Thursday 19 April 2012

The impact of the proposed EU data reforms


The Confederation of British Industry (CBI), a UK business lobbying organisation, has shared its concerns over the proposed changes to the EU data protection regulations; specifically, the potential financial impact on businesses as well as the risk of data compliance restrictions stifling innovation.

The CBI argues that many innovative business models, citing advertising and the music industry as examples, rely on data-sharing to generate revenue and ensure they are providing a tailored user experience and suggests that proposed reforms would restrict businesses’ ability to do this.

In addition to implementing data-sharing restrictions, the CBI highlights the financial consequence of complying with the reforms. The European Commission claims that its proposals will save businesses €2.3 billion a year, across all EU countries, by creating a coherent and streamlined approval process for organisations working across EU states. However, the CBI believes that this is an overestimation of the business benefits and overlooks compliance costs such as changing IT systems, re-training staff, implementing call centres to handle data compliance issues and, in some cases, appointing a Data Protection Officer. While costs are likely to be incurred in order to comply, businesses need to carefully consider the potential cost should they suffer a data breach.
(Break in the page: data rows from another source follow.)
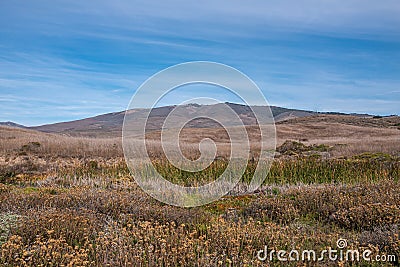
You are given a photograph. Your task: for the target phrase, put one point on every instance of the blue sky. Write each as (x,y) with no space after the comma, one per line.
(65,60)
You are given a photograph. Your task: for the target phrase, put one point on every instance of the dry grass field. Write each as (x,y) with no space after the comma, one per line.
(71,201)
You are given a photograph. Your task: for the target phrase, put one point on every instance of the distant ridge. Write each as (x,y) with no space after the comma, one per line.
(110,124)
(12,124)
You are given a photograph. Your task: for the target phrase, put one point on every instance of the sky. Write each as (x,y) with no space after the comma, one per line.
(63,60)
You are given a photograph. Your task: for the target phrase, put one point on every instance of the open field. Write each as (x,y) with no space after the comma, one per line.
(70,201)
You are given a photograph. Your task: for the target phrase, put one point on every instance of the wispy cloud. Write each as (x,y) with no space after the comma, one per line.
(63,60)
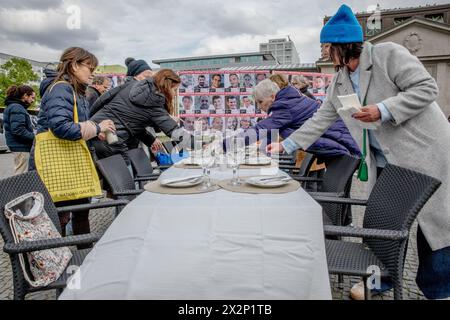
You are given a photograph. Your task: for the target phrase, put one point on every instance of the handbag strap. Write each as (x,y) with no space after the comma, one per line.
(75,107)
(21,258)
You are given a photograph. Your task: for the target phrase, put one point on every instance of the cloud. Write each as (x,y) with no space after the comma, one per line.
(45,28)
(30,4)
(150,30)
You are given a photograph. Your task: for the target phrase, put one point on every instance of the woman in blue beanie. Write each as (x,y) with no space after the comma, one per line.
(398,94)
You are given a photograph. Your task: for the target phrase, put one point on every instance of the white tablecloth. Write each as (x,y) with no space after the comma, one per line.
(212,246)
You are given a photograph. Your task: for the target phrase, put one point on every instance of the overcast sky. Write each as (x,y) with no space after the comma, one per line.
(159,29)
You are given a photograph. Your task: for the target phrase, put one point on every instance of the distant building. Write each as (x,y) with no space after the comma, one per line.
(424,31)
(283,50)
(217,62)
(38,67)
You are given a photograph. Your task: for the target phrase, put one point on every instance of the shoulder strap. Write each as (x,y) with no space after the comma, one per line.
(75,108)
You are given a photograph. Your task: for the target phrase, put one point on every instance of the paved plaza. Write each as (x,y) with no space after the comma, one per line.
(101,219)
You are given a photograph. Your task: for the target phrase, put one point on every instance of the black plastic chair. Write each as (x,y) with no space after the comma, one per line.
(301,171)
(168,145)
(119,179)
(337,181)
(17,186)
(141,165)
(391,209)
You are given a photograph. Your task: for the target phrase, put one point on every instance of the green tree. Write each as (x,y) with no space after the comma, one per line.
(16,72)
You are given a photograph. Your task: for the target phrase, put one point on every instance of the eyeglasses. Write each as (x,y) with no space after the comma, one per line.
(91,68)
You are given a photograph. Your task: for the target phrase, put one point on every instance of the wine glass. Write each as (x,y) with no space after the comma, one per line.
(236,156)
(207,160)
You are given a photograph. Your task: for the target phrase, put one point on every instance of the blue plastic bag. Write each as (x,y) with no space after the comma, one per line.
(165,159)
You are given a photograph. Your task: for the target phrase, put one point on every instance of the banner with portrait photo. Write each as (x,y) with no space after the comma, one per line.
(317,82)
(220,99)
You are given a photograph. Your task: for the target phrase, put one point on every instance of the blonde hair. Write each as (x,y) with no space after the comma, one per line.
(281,80)
(265,89)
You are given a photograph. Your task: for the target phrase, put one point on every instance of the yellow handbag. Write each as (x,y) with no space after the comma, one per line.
(65,166)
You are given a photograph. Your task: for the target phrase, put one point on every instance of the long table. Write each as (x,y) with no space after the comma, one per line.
(213,246)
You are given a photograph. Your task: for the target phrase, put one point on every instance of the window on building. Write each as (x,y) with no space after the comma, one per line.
(400,20)
(373,27)
(439,17)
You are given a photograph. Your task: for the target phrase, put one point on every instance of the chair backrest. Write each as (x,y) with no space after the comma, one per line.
(306,165)
(10,189)
(116,173)
(394,203)
(338,178)
(140,162)
(168,145)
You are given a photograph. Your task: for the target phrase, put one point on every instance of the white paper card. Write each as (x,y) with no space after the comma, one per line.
(352,105)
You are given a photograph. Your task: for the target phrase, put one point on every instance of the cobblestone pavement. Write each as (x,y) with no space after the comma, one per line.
(101,219)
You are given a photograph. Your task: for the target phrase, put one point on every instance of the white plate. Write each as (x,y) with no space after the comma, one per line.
(261,161)
(170,183)
(188,162)
(258,182)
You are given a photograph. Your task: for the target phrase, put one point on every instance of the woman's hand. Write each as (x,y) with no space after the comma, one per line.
(275,147)
(107,126)
(157,146)
(102,136)
(368,114)
(176,119)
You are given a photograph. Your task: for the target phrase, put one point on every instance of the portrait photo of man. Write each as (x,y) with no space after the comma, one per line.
(248,105)
(260,77)
(217,124)
(202,83)
(248,81)
(217,81)
(231,105)
(187,104)
(187,83)
(218,105)
(233,80)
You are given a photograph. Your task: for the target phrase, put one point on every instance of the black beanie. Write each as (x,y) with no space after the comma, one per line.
(136,67)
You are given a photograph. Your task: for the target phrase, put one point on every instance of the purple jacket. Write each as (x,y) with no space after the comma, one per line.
(291,110)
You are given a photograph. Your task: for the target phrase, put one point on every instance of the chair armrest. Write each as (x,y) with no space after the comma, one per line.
(337,200)
(162,168)
(365,233)
(153,175)
(91,206)
(146,178)
(316,194)
(288,167)
(307,179)
(128,192)
(31,246)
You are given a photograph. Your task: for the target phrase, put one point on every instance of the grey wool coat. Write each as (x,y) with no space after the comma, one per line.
(418,136)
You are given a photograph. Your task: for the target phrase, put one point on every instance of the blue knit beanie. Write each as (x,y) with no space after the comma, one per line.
(343,27)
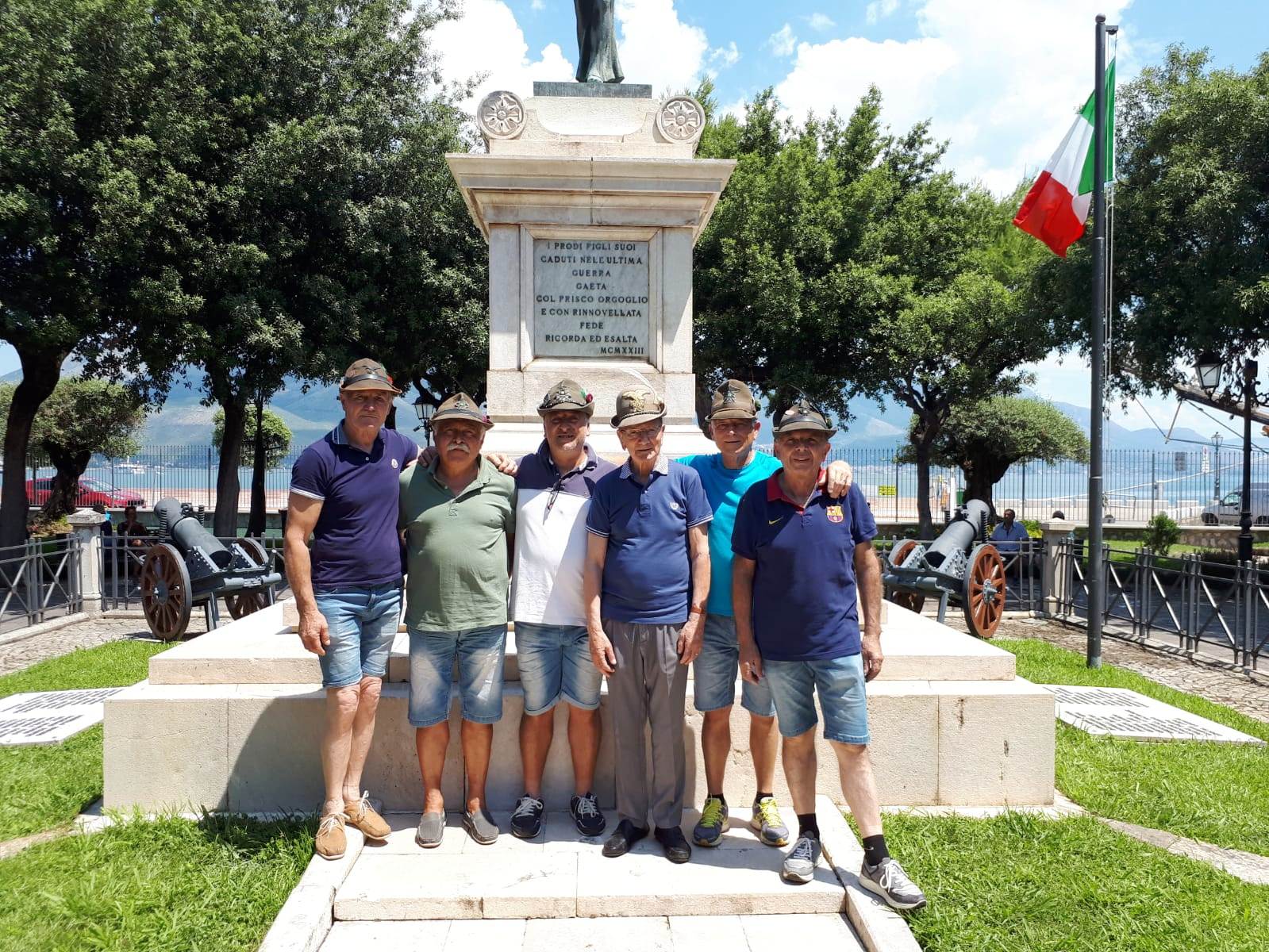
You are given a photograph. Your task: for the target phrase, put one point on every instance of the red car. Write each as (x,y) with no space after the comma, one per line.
(90,493)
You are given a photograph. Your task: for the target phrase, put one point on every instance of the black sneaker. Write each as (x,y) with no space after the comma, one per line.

Businesses could potentially face fines of up to two percent of their revenues should they fail to report a breach in the 24 hour time period and the cost to brand reputation should not be overlooked either, as recently demonstrated in the news reports surrounding Global Payments’ data breach.

Those that choose to implement a document management system mitigate the risk of suffering a data breach and incurring huge fines as their documents containing sensitive data are stored in a central, secure system. Other cost burdens that the CBI highlight, such as re-training and IT refresh, would also be significantly reduced, if not eliminated, as the document system is integrated with existing IT infrastructure, improving ease of use.